On paper, Mexican workers should be big winners from the new Nafta. They’re not holding their breath.

Stronger unions and higher pay south of the U.S. border are a key part of the revamped trade deal, which the U.S. House of Representatives approved in a vote on Thursday. The measures are supposed to bring knock-on benefits for the U.S. and Canada too—by eating into a wage gap that’s lured factories and jobs away.

The worry is that any new rules in Mexico will largely remain on paper. Mexican workers themselves, who watched their pay fall even further behind during a quarter-century of the North American Free Trade Agreement, say there’s reason to doubt if its successor will be much different.

“I don’t think there will be any change,” said Ludwing, a security guard at a General Motors plant in the industrial center of Toluca who asked to be identified only by his first name. “I’ve seen my friends fired as plants close down.”

GM Mexico spokeswoman Teresa Cid said the company will honor the changes to Mexico’s labor rules as they are implemented.

The USMCA, as the trade deal is known, requires that 40%-45% of auto content be made by those earning at least $16 an hour—a move aimed at reducing Mexico’s low-wage advantage in the region. It also guarantees the right of Mexicans to choose their labor unions and contracts.

The problem is that Mexico’s unions have a history of cozying up to bosses, rather than fighting for the workers they’re supposed to represent—and new labor rules can’t change that culture overnight. Unions are vigorously fighting the new rules on several fronts, including filing hundreds of lawsuits, which is fanning fears that the pace of reforms could stagnate.

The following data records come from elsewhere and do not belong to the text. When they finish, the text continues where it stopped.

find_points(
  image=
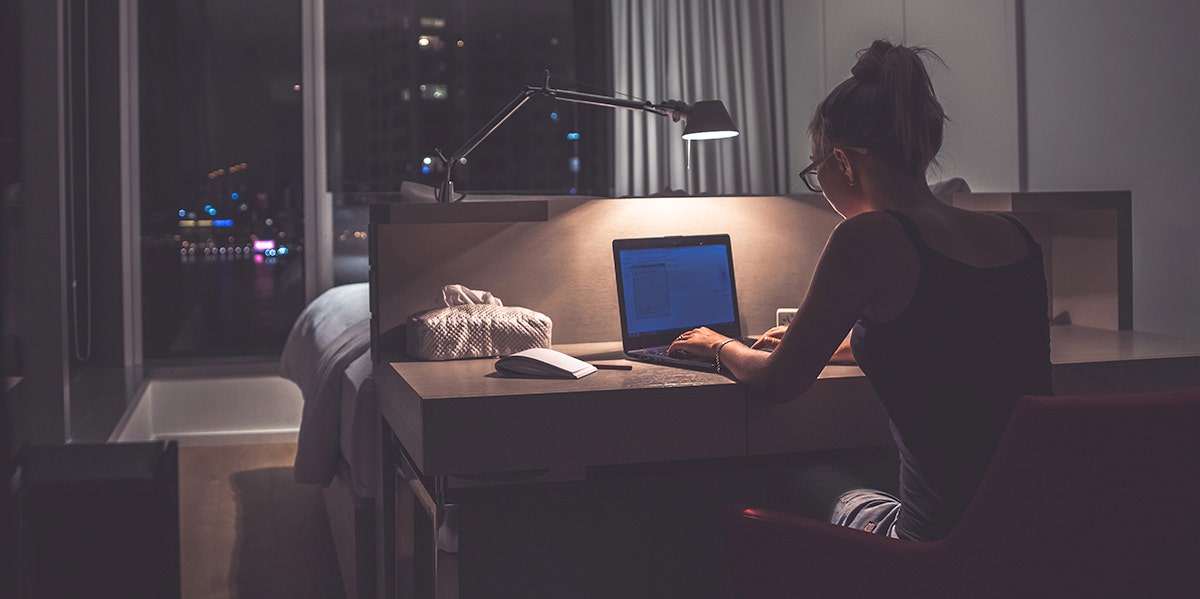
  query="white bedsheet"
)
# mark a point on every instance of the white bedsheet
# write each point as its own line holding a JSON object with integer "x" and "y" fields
{"x": 331, "y": 333}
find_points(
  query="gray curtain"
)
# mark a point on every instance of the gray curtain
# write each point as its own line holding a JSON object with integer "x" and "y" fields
{"x": 691, "y": 51}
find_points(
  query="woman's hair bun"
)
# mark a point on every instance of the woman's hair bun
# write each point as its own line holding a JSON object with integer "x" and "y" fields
{"x": 869, "y": 67}
{"x": 887, "y": 106}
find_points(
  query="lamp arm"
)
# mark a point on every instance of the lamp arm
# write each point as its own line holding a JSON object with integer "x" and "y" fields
{"x": 673, "y": 108}
{"x": 460, "y": 155}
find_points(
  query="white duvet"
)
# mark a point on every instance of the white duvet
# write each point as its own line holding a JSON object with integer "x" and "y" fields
{"x": 331, "y": 335}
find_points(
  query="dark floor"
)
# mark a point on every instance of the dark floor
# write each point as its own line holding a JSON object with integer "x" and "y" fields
{"x": 247, "y": 529}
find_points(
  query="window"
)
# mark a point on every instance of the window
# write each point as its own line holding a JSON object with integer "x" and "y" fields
{"x": 222, "y": 221}
{"x": 431, "y": 85}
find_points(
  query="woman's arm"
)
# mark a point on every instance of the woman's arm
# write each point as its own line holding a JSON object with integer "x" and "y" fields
{"x": 865, "y": 257}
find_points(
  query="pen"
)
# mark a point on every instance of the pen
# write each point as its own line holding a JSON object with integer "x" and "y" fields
{"x": 613, "y": 366}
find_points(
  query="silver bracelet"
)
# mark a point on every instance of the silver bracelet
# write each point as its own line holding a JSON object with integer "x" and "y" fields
{"x": 719, "y": 352}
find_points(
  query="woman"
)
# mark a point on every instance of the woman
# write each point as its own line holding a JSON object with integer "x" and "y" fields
{"x": 948, "y": 307}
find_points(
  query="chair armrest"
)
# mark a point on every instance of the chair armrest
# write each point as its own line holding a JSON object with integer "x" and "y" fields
{"x": 775, "y": 553}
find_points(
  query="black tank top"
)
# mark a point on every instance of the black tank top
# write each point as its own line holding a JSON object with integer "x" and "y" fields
{"x": 949, "y": 370}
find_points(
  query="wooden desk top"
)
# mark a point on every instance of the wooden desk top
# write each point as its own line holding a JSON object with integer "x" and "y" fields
{"x": 462, "y": 417}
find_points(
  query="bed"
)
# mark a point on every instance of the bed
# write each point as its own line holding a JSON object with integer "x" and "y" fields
{"x": 328, "y": 357}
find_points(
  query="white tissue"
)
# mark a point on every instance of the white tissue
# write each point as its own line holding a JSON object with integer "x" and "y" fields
{"x": 459, "y": 295}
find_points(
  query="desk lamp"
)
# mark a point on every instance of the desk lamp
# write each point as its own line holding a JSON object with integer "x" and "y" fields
{"x": 707, "y": 119}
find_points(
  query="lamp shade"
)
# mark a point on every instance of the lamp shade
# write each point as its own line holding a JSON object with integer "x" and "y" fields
{"x": 708, "y": 119}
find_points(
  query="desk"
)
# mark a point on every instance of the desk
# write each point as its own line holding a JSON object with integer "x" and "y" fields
{"x": 461, "y": 418}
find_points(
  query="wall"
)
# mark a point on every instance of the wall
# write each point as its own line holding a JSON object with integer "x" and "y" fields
{"x": 977, "y": 40}
{"x": 1111, "y": 96}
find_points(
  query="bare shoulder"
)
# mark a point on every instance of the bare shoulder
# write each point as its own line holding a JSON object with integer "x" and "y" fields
{"x": 982, "y": 239}
{"x": 869, "y": 231}
{"x": 871, "y": 243}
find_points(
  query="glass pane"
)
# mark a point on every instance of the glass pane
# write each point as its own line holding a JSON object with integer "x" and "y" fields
{"x": 406, "y": 78}
{"x": 221, "y": 177}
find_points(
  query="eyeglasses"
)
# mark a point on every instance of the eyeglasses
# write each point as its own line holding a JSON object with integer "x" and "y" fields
{"x": 809, "y": 175}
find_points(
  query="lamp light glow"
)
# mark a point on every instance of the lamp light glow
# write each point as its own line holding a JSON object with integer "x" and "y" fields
{"x": 708, "y": 119}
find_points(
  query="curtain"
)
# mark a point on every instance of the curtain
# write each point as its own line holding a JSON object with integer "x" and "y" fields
{"x": 691, "y": 51}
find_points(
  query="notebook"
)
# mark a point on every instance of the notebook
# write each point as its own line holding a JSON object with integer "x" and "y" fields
{"x": 666, "y": 286}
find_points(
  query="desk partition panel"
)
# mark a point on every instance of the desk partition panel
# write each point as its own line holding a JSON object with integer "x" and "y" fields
{"x": 555, "y": 253}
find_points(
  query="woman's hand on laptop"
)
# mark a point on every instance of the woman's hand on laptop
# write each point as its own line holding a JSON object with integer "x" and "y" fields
{"x": 701, "y": 342}
{"x": 771, "y": 340}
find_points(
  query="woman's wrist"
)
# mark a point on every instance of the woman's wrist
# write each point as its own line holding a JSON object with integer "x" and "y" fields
{"x": 718, "y": 353}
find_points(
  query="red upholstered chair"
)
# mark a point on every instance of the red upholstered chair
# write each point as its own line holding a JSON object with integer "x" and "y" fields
{"x": 1086, "y": 496}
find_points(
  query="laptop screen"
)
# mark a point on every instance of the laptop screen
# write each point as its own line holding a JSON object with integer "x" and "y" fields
{"x": 671, "y": 285}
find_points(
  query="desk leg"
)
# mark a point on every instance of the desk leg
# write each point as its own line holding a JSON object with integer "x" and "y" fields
{"x": 413, "y": 508}
{"x": 385, "y": 516}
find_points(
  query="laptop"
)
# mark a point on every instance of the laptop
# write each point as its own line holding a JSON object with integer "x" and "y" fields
{"x": 666, "y": 286}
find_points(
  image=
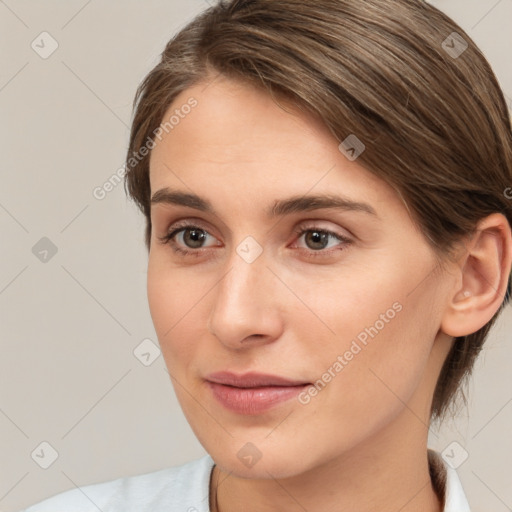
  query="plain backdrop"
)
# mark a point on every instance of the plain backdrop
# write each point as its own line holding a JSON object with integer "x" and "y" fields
{"x": 73, "y": 306}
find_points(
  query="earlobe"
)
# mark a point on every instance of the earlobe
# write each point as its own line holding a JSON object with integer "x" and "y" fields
{"x": 483, "y": 276}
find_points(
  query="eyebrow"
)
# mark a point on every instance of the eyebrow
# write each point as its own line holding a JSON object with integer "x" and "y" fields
{"x": 281, "y": 207}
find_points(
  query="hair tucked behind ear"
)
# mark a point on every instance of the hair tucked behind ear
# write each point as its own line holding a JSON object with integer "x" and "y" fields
{"x": 427, "y": 107}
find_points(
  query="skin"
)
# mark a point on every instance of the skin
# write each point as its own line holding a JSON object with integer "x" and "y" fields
{"x": 361, "y": 443}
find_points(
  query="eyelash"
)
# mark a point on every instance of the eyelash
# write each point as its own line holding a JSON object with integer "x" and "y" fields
{"x": 178, "y": 228}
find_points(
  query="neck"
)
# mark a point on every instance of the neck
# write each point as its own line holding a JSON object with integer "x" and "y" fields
{"x": 386, "y": 474}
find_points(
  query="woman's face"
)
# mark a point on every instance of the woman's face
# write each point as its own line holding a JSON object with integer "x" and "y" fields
{"x": 355, "y": 313}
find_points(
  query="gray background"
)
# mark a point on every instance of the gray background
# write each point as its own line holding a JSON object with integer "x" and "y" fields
{"x": 69, "y": 325}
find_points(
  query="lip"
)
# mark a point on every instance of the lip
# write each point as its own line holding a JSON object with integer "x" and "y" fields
{"x": 252, "y": 393}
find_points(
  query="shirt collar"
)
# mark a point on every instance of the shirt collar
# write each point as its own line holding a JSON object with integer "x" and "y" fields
{"x": 447, "y": 484}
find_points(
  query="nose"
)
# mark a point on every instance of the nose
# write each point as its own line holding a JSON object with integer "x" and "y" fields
{"x": 246, "y": 311}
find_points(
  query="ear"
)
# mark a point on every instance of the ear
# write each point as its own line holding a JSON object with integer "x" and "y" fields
{"x": 482, "y": 278}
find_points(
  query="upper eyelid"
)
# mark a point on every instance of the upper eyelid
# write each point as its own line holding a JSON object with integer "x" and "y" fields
{"x": 304, "y": 226}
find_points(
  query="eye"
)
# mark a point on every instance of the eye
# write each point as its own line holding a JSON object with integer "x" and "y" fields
{"x": 189, "y": 233}
{"x": 317, "y": 239}
{"x": 192, "y": 238}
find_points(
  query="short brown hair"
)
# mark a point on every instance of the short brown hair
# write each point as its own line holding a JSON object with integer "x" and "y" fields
{"x": 424, "y": 101}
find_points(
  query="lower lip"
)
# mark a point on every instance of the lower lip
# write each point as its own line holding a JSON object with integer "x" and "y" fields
{"x": 253, "y": 400}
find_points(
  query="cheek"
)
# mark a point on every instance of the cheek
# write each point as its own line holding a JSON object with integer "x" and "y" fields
{"x": 376, "y": 358}
{"x": 174, "y": 306}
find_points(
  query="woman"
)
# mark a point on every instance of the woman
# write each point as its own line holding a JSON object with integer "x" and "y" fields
{"x": 324, "y": 187}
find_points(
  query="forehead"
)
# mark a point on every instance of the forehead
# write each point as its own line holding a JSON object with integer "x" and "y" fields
{"x": 239, "y": 137}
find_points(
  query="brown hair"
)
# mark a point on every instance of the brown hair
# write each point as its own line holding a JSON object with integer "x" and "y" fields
{"x": 428, "y": 109}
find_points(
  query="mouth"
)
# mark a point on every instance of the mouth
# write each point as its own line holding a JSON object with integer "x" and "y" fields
{"x": 253, "y": 393}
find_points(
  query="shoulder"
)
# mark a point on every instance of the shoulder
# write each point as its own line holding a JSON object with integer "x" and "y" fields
{"x": 183, "y": 488}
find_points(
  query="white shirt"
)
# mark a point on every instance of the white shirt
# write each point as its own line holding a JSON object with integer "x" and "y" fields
{"x": 186, "y": 489}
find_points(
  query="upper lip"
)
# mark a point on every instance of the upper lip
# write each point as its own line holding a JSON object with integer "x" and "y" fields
{"x": 251, "y": 380}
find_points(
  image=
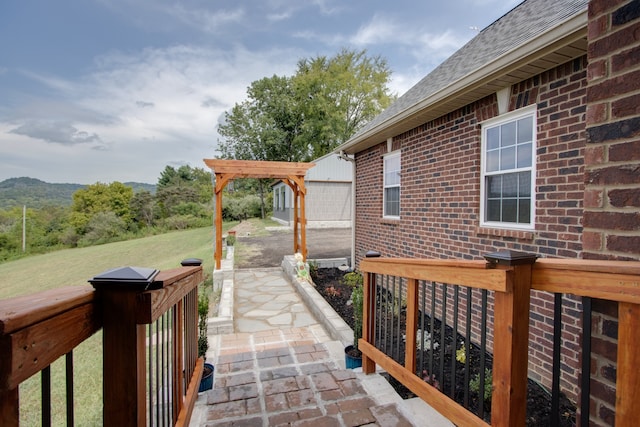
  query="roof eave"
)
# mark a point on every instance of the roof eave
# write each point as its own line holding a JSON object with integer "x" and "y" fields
{"x": 565, "y": 33}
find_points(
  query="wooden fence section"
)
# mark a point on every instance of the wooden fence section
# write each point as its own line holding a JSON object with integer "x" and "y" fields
{"x": 35, "y": 330}
{"x": 511, "y": 281}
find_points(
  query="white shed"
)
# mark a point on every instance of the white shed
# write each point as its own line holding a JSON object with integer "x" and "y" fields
{"x": 328, "y": 200}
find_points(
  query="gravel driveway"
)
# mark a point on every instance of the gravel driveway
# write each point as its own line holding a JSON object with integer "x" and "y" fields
{"x": 268, "y": 251}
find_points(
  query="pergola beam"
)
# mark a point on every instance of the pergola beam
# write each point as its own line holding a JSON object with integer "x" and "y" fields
{"x": 291, "y": 173}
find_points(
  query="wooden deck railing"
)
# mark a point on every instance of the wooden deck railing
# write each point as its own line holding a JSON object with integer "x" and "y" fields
{"x": 143, "y": 324}
{"x": 511, "y": 282}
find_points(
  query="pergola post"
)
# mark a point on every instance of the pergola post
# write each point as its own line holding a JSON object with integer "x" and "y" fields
{"x": 291, "y": 173}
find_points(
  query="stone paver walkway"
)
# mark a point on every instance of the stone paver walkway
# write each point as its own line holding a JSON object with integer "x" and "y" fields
{"x": 281, "y": 368}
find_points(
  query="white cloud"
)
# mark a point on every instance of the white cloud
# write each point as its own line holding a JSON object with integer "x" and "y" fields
{"x": 136, "y": 112}
{"x": 211, "y": 22}
{"x": 58, "y": 132}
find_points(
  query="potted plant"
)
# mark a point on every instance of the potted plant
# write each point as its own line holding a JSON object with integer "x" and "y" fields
{"x": 353, "y": 356}
{"x": 206, "y": 383}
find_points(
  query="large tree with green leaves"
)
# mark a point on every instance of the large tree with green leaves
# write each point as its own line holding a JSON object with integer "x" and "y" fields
{"x": 306, "y": 116}
{"x": 339, "y": 95}
{"x": 99, "y": 197}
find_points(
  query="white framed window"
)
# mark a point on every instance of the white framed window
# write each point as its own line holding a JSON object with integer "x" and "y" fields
{"x": 391, "y": 172}
{"x": 508, "y": 170}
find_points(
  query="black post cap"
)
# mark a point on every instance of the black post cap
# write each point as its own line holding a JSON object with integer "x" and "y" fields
{"x": 130, "y": 277}
{"x": 510, "y": 258}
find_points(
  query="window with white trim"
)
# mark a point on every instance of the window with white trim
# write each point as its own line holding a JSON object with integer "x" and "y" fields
{"x": 508, "y": 170}
{"x": 391, "y": 171}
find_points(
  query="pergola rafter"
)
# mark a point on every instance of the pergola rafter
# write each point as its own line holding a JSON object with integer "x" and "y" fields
{"x": 290, "y": 173}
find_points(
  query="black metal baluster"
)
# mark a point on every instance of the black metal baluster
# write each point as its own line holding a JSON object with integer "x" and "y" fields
{"x": 467, "y": 349}
{"x": 432, "y": 316}
{"x": 397, "y": 311}
{"x": 422, "y": 320}
{"x": 555, "y": 375}
{"x": 443, "y": 326}
{"x": 150, "y": 371}
{"x": 69, "y": 387}
{"x": 483, "y": 348}
{"x": 45, "y": 392}
{"x": 455, "y": 340}
{"x": 585, "y": 392}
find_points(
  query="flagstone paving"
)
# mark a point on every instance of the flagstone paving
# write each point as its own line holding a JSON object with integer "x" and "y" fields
{"x": 281, "y": 368}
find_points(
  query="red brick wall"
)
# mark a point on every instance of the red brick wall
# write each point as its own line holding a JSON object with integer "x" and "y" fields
{"x": 612, "y": 165}
{"x": 440, "y": 195}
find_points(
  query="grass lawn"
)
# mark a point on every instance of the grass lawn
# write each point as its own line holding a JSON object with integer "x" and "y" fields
{"x": 75, "y": 267}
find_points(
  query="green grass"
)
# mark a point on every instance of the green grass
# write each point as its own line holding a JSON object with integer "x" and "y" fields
{"x": 75, "y": 267}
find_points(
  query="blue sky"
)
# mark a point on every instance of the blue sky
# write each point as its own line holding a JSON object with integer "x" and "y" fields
{"x": 115, "y": 90}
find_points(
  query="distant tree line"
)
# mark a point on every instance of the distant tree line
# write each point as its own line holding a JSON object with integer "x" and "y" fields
{"x": 102, "y": 213}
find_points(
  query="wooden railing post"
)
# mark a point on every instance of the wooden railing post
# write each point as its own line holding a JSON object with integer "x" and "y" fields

That concern triggered a last-minute row on the weekend, when Mexico accused the U.S. of infringing on its sovereignty by dispatching inspectors to enforce Mexican labor reforms.

The issue was chalked up to a misunderstanding and resolved quickly. But Mexico’s labor practices were a key hurdle in the final negotiations last week for the White House to get Democrats—and allied U.S. unions worried about job losses—behind the deal. The U.S. Senate is now expected to ratify the pact early next year.

Vazquez, a shelf stacker at a Walmart in Mexico City for 16 years who asked to be identified by his last name for fear of retribution, said he’s skeptical the deal will benefit him.

“I don’t think we’ll see any pay raise,” said Vazquez, who earns $300 a month. “It’s been so long and nothing has changed.”

At home, Mexican President Andres Manuel Lopez has promised to increase funding for labor reforms and he’s boosting the minimum wage. In May, the government enshrined the rights of workers to decide on union leaders and contracts by secret ballot.

While the changes would appear to be a basic function of unions the world over, they rarely occur in Mexico. The system remains rife with complaints about contract misrepresentation.

At the first such vote over a labor contract negotiated at a factory owned by cement giant Cemex, some workers didn’t know what they were being asked; others said their union made false claims that they would lose their benefits if they rejected the contract.

While Lopez Obrador has also made rooting out graft a key priority since he took office a year ago, it will be a difficult task to take on the powerful unions, said Rogelio Aguilar Mendoza, a worker at another Walmart in Mexico City.

“There’s a lot of corruption in unions,” he said, while also voicing hope that the USMCA, if implemented well, could be a positive step for the economy.

The new trade pact will allow the U.S. to take a stricter view of compliance over Mexico’s labor reforms. Labor-related disputes will be resolved by a newly created U.S.-Mexico Rapid Response Mechanism, a panel made up of representatives appointed by Mexico and the U.S.

Mexico’s economic reliance may also give the U.S. some leverage. The U.S accounts for about half of Mexico’s foreign-direct investment and buys 80% of all Mexican exports.

Nafta Challenges

More broadly, workers have reason to be wary of USMCA delivering on its advertised benefits.

In 1994, Nafta was billed as a way to pull up Mexico’s economy through deeper integration. But since then, incomes in Mexico—which as an emerging market is supposed to grow faster—have fallen, to about a fifth of those in the U.S.

“Look, if it happens and wages rise, it would be good obviously. But I don’t know,” said a subcontractor at the GM factory in Toluca—about 50 miles west of Mexico City—who asked to be identified only by his first name, Luis. “We haven’t had any discussions in the plant about what could happen.”